Researchers from the Karolinska Institute in Stockholm conducted the immunological analysis of samples of more than 200 patients, many of whom the disease was mild or completely asymptomatic.
It is noteworthy that unlike other scientists, experts from Sweden, the only European country that has not imposed severe restrictive measures on the background COVID-19 – do not write off the development of immunity on the presence in humans of antibodies to the virus.
Moreover, they believe that so far attempts to measure the level of immunity in the population are mostly not successful just because of the fact that the emphasis in the study was done on the antibodies.
As reported with reference to the study edition of the Daily Mail, in addition to the antibodies, the researchers drew attention to the level of T-lymphocytes, or T cells in patients. The fact that they play a critical role in the formation of immunity to infectious diseases.
In addition, they store information about the previously existing antigens, thereby to form a rapid secondary immune response, destroying this dangerous pathogen. Therefore they are often called T-killers.

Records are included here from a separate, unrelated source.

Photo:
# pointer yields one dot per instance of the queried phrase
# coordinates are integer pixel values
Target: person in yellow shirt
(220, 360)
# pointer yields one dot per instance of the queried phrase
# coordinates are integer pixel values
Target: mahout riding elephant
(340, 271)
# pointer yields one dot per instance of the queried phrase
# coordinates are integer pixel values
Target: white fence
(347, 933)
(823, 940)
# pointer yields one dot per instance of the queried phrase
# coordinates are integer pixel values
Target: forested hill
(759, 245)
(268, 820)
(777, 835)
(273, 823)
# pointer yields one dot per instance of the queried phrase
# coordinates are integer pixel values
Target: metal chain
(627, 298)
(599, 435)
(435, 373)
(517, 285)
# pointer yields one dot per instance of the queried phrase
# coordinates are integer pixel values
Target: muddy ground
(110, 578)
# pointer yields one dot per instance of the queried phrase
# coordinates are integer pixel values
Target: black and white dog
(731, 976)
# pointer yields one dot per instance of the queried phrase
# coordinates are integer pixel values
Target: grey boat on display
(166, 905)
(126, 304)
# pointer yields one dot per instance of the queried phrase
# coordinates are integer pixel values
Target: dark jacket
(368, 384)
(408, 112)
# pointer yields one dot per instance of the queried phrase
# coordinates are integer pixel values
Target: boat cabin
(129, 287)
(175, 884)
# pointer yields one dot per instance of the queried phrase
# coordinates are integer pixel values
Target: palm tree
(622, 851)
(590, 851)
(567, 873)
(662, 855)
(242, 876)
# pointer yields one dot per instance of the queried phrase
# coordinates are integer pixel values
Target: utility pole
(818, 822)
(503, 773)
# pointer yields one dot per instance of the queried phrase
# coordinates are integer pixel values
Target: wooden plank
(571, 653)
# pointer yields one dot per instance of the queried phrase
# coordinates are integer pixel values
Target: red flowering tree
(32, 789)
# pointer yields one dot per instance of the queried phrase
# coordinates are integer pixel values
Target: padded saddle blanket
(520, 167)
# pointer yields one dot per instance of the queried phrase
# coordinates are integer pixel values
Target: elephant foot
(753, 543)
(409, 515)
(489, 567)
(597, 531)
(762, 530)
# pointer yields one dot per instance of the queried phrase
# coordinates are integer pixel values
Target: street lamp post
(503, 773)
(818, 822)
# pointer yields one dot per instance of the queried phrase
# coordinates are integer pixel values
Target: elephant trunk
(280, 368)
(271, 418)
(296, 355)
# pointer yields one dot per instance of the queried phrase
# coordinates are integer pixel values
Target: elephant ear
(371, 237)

According to the survey, 30% of healthy blood donors was discovered the so-called “T-cell immunity”. Moreover, he was two times higher than those in the body was discovered antibodies.
This means that more people, unwittingly, may have protective properties against COVID-19.
However, scientists have not known how long the immunity to coronavirus in T-cell response. It is believed that the antibodies retain their protective function from three to six months.
“This means that we probably underestimate the number of people that have some immunity, says associate Professor Karolinska Institutet Marcus Buggert. – Does this mean that such people fully protected, or in the future the disease will occur in a milder form or asymptomatic, it is difficult to say”.
Research associate Professor Hans-Gustaf Ljunggren added that the discovery was “very good news from the point of view of public health.”
It is known that analysis to identify T cell is much more complicated than the test for antibodies. Currently it is only performed in specialized laboratories.